Models disagree — with each other, and with themselves
It is tempting to think a bigger model is simply "right". The data is more humbling. When we compared the small drafting model against the larger one on identical pairs, they landed on the same label only about 41% of the time; roughly another 47% were one level apart, and 12% disagreed by two or more. And the direction of disagreement flips with the task: at authoring time the larger model tended to rate things higher than the smaller one (it upgraded 41 partial/mostly pairs to "full"); at grading time, asked skeptically about a single pair, the same larger model rated things sharply lower. The model has no stable internal "truth" about a mapping — it has a response to a prompt.
| Comparison | Exact | ±1 level | ≥2 levels apart |
|---|---|---|---|
| Small model vs large, same pairs (2,667) | 41% | 47% | 12% |
| Grading the 451 "full" mappings | 12% | 45% | 42% |
| Grading the partial/mostly mappings | 50% | 46% | 4% |
Read the bottom row as the reassuring one: the weaker claims are fairly stable — a "partial" tends to stay near "partial". It is specifically the strong claim, "full", that is unstable and inflated. The model is most confident exactly where it is least reliable.
Why this happens
- "Full" is seductive. Asked to rate a relationship that clearly exists, a model reaches for the superlative unless something pushes back. Nothing in a permissive prompt pushes back.
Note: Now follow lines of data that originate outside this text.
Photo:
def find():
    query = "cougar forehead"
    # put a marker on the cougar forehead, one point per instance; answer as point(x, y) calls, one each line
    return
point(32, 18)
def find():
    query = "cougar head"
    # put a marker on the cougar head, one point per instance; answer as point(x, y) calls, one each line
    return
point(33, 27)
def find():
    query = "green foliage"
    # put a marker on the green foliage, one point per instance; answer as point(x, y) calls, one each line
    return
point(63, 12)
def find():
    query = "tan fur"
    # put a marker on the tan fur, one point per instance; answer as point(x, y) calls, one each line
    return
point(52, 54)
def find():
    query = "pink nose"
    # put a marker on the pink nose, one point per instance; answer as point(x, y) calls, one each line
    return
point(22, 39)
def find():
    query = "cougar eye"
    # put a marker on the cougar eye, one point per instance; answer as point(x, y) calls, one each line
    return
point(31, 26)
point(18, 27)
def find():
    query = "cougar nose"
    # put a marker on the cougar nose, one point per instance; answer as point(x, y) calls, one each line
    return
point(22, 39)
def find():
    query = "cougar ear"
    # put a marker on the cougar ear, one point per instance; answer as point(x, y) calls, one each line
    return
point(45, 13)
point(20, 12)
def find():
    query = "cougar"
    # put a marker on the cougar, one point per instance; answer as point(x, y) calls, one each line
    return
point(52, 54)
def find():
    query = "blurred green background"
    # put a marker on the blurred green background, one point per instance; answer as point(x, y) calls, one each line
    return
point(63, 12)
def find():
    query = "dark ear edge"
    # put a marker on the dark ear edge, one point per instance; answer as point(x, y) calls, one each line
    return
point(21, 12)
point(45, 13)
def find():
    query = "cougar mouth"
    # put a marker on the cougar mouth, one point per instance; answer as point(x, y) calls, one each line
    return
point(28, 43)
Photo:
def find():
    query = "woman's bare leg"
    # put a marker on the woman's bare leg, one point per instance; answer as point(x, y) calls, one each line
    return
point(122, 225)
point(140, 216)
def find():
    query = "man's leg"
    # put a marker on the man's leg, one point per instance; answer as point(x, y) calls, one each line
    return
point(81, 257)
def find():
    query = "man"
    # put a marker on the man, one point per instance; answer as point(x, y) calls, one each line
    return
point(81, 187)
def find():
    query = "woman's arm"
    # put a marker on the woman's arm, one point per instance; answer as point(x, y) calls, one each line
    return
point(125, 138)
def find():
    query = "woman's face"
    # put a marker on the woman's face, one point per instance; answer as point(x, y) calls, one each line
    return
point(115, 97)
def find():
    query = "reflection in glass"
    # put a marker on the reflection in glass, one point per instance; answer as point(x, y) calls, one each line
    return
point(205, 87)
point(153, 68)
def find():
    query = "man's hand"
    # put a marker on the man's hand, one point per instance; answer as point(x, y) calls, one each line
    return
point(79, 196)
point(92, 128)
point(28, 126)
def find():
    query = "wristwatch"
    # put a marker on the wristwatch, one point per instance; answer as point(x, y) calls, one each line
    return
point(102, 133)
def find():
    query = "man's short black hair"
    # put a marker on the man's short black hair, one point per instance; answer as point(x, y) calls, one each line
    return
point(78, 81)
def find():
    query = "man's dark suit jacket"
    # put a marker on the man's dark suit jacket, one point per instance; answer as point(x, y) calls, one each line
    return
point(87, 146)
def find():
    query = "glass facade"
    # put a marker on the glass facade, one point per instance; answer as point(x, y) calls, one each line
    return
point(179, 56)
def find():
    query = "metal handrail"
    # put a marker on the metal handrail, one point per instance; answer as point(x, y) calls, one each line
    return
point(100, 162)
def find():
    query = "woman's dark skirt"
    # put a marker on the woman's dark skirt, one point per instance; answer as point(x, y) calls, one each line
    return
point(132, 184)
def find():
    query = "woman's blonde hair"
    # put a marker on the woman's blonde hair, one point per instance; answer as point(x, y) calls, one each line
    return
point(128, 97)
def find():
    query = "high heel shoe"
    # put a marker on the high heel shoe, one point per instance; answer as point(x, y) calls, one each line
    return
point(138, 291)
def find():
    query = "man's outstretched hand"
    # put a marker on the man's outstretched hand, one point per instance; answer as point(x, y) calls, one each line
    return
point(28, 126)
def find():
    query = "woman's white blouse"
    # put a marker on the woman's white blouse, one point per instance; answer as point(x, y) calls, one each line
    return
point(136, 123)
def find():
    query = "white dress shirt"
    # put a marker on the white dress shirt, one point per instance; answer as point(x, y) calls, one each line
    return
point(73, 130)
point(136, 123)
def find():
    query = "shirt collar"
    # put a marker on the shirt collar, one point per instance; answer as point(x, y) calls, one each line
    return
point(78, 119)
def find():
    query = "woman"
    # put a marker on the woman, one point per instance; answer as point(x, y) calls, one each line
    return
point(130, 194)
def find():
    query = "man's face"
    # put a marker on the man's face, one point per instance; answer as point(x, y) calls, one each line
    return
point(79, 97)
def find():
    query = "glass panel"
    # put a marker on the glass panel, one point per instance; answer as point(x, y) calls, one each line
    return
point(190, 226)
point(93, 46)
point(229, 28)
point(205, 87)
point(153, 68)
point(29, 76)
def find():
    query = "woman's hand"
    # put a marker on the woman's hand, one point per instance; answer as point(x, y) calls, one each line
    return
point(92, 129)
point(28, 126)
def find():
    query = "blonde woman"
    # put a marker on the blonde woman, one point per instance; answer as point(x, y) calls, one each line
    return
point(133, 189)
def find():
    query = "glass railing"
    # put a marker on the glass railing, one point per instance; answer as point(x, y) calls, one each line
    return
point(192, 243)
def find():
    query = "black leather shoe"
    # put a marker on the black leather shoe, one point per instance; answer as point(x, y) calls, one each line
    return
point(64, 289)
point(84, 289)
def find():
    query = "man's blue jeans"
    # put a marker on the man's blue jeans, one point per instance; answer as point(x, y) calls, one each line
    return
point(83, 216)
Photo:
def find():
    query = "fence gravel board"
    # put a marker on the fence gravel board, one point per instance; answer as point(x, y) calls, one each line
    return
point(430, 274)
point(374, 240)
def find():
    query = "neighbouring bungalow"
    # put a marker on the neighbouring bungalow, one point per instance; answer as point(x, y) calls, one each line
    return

- The reverse direction is abstract. "How much of this weakness does this technique exploit" is a harder, vaguer question than "does fixing this weakness block this technique", and vagueness inflates.
- Breadth gets mistaken for depth. A weakness that touches many techniques a little reads, technique by technique, as if it enables each one a lot.
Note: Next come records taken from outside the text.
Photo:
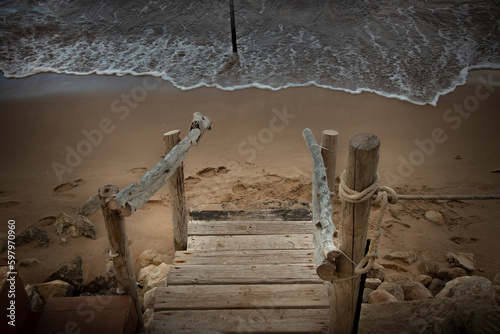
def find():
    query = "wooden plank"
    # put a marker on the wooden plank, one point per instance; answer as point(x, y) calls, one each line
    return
point(290, 211)
point(249, 227)
point(177, 195)
point(213, 297)
point(251, 256)
point(292, 241)
point(360, 173)
point(242, 321)
point(243, 274)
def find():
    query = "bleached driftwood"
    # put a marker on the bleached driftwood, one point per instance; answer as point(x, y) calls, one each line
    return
point(137, 194)
point(325, 250)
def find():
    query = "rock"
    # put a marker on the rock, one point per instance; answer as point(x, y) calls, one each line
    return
point(29, 262)
point(70, 272)
point(497, 291)
point(462, 260)
point(448, 274)
point(153, 276)
point(394, 289)
point(376, 272)
point(416, 291)
point(102, 283)
point(36, 301)
point(435, 217)
point(428, 267)
point(74, 226)
point(381, 296)
point(366, 293)
point(149, 298)
point(403, 256)
point(467, 314)
point(396, 278)
point(393, 266)
point(56, 288)
point(496, 280)
point(467, 285)
point(436, 286)
point(372, 283)
point(33, 234)
point(147, 317)
point(424, 279)
point(150, 256)
point(90, 206)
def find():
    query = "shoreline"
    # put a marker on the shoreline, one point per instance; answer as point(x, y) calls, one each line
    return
point(59, 83)
point(257, 138)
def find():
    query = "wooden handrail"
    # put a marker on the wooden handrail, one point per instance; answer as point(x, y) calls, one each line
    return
point(325, 250)
point(137, 194)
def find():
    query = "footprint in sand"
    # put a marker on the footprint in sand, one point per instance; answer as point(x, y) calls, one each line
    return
point(464, 240)
point(46, 221)
point(239, 189)
point(192, 180)
point(138, 170)
point(67, 186)
point(211, 171)
point(8, 204)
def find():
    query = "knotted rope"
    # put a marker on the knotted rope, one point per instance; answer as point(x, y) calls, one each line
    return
point(382, 195)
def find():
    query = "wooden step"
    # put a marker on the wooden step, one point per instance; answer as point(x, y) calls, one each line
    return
point(243, 274)
point(241, 242)
point(213, 297)
point(250, 256)
point(265, 211)
point(249, 227)
point(241, 321)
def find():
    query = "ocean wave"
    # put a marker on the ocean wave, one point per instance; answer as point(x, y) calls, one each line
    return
point(411, 50)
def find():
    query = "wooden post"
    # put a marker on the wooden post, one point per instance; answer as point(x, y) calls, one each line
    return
point(120, 251)
point(177, 195)
point(325, 250)
point(233, 27)
point(329, 154)
point(360, 173)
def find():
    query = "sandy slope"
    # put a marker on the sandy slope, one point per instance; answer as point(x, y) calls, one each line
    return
point(255, 152)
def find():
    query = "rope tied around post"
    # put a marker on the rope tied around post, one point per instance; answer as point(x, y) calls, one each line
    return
point(381, 195)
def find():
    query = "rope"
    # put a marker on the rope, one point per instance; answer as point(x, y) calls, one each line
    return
point(383, 195)
point(448, 197)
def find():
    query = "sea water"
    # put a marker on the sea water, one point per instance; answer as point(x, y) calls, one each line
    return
point(414, 50)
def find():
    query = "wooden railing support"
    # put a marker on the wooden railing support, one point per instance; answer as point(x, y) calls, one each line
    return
point(120, 251)
point(138, 193)
point(177, 195)
point(325, 250)
point(329, 154)
point(360, 173)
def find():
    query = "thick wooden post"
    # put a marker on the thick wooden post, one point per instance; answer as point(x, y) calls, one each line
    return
point(360, 173)
point(120, 251)
point(177, 195)
point(329, 154)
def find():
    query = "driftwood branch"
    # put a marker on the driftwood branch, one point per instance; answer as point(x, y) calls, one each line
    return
point(325, 250)
point(137, 194)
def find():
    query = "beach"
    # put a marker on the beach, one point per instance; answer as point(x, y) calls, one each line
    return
point(96, 130)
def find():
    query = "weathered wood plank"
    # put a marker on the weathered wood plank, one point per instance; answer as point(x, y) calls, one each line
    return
point(292, 241)
point(290, 211)
point(326, 250)
point(213, 297)
point(243, 274)
point(250, 256)
point(242, 321)
point(249, 227)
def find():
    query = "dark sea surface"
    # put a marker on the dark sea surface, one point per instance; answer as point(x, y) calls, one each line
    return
point(411, 50)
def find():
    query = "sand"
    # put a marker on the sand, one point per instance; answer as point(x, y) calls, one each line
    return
point(255, 152)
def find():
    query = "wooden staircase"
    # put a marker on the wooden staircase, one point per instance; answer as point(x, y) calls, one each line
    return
point(244, 276)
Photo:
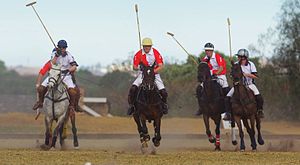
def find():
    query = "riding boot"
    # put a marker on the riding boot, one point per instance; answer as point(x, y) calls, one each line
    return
point(41, 95)
point(227, 102)
point(164, 95)
point(72, 93)
point(198, 95)
point(225, 91)
point(77, 108)
point(131, 99)
point(259, 103)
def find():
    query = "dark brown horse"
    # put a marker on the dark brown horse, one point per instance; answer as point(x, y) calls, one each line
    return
point(148, 106)
point(244, 108)
point(211, 101)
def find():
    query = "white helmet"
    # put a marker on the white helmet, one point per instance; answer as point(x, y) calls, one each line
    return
point(243, 53)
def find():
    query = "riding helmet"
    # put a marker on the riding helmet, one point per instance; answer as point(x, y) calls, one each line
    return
point(243, 53)
point(62, 44)
point(209, 46)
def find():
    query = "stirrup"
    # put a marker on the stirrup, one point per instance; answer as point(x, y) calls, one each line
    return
point(130, 110)
point(37, 105)
point(198, 113)
point(260, 113)
point(165, 108)
point(227, 117)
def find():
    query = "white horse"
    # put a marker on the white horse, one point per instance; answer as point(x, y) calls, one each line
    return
point(56, 108)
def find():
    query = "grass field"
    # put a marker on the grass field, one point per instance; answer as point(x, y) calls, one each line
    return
point(25, 123)
point(183, 150)
point(115, 157)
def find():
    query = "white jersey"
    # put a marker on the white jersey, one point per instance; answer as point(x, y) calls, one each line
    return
point(149, 57)
point(213, 61)
point(66, 61)
point(249, 68)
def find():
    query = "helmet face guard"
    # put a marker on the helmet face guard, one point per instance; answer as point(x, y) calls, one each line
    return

- Framing is a dial. "Rate this" and "rate this, and only say full if it's the primary enabler" are different questions. The second deflates the first by design — which is the whole point of a grading pass.
So we grade, and we publish the graded version
None of this means LLM-authored mappings are worthless — they are how we cover pairs no public source maps at all (direct CWE→ATT&CK, where the standard CWE→CAPEC→ATT&CK chain drops most top weaknesses). It means the draft is a draft. So our pipeline is: LLM drafts → a second model re-rates → a human adjudicates the disagreements → and we resample on a schedule. We adopt the skeptical grade, not the confident draft. After this pass, the corrected cross-walk has 19 "full" mappings where the draft claimed 451, and 36 spurious ones removed entirely.
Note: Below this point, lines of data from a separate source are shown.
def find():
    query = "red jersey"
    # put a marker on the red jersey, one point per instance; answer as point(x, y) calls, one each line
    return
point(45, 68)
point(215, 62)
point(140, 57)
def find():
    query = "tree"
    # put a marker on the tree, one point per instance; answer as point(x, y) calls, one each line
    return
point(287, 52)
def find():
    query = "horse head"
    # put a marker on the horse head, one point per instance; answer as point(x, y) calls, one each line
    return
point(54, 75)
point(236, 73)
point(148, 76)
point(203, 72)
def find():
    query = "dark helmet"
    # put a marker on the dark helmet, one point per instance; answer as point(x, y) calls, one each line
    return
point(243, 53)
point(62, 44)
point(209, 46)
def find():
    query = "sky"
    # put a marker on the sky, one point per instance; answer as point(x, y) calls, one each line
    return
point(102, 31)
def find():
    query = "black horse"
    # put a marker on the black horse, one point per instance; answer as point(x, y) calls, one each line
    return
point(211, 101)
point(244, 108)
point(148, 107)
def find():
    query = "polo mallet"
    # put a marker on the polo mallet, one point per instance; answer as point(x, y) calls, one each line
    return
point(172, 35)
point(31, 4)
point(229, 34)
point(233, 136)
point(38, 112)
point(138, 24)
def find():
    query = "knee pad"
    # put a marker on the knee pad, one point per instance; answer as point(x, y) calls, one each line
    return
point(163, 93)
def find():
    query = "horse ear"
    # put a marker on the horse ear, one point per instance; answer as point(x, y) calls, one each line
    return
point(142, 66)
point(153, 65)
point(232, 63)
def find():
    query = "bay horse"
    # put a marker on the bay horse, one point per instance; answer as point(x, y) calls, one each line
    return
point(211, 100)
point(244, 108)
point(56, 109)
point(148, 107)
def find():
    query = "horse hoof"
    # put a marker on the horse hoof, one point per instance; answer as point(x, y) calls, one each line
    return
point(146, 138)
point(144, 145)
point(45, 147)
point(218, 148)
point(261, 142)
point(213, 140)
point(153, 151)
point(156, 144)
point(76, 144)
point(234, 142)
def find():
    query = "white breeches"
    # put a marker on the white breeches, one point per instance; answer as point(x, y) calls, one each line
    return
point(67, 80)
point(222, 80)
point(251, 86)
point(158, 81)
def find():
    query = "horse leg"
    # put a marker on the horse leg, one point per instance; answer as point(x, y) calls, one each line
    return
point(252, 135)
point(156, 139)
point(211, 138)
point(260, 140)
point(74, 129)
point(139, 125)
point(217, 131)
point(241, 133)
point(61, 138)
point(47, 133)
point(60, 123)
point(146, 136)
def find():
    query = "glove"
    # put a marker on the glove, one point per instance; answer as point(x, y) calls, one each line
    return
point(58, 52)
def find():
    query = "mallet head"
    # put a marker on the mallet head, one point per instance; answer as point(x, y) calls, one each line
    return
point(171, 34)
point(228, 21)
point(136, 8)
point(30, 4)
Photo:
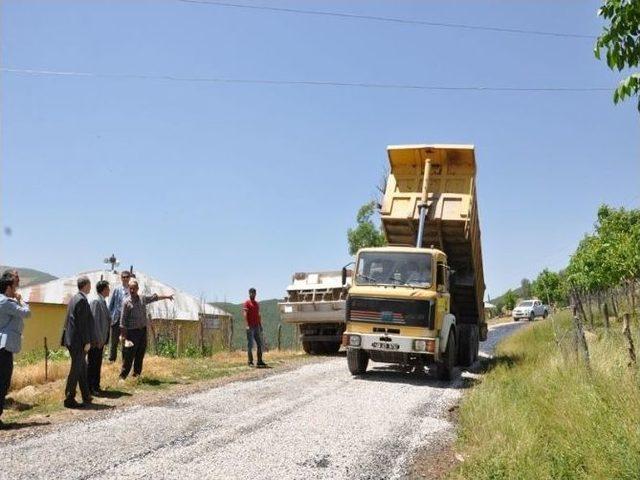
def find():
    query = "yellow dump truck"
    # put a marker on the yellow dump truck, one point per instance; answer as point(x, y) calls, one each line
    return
point(419, 301)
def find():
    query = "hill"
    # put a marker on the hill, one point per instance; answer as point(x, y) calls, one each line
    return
point(29, 276)
point(270, 321)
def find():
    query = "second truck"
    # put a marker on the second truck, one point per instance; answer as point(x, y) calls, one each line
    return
point(419, 301)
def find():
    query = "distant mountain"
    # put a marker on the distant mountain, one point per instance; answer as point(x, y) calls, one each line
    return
point(270, 321)
point(29, 276)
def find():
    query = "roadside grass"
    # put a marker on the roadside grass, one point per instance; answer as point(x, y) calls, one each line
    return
point(539, 414)
point(32, 395)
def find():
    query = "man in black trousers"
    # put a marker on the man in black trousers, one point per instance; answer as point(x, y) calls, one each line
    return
point(77, 338)
point(99, 336)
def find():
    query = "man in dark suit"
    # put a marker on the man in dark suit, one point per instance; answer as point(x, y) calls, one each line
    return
point(99, 336)
point(77, 338)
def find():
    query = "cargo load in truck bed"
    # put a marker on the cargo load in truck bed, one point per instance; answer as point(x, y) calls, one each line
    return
point(452, 216)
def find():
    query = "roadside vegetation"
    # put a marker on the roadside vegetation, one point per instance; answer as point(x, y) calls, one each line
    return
point(540, 413)
point(561, 398)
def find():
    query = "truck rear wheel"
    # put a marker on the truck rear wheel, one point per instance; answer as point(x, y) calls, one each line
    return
point(310, 348)
point(468, 338)
point(357, 360)
point(444, 368)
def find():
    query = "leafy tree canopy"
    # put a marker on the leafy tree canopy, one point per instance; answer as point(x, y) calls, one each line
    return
point(510, 299)
point(621, 42)
point(365, 234)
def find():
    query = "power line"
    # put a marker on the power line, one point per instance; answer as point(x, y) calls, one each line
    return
point(313, 83)
point(405, 21)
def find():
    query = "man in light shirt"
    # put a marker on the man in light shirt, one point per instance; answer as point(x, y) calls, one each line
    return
point(13, 311)
point(115, 309)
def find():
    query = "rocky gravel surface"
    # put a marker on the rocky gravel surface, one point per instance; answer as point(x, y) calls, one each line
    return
point(312, 422)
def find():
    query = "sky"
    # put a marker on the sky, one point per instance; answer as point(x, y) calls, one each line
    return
point(216, 187)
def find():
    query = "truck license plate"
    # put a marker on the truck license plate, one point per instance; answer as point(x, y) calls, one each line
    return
point(386, 346)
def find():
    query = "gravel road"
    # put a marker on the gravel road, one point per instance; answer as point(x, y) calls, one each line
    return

Two principles fall out of the data and now govern how we present coverage:
- Publish only the graded tier. The site shows hand-adjudicated mappings; unverified drafts are filtered out. You can download the dataset and see the QA tier on every row.
- Don't sum what you can't separate. When we roll several mappings up into a "cumulative" coverage figure, we report the strongest single mapping plus the breadth behind it — never the sum, because the same over-claiming that inflates one rating would compound across many. (More on that in the coverage rollups.)
The takeaway
An LLM is a fast, broad, tireless cartographer of relationships that no one has had the patience to map by hand — and a confident one, most confident precisely where it is most likely wrong. The useful posture is neither "the model said so" nor "you can't trust any of it." It is the same posture good security has always taken toward a promising-but-unproven signal: trust, but grade. We graded ours, it cost the model most of its "full" claims, and the result is a map we'd actually stake a decision on. That correction — visible, dated, and downloadable — is the product.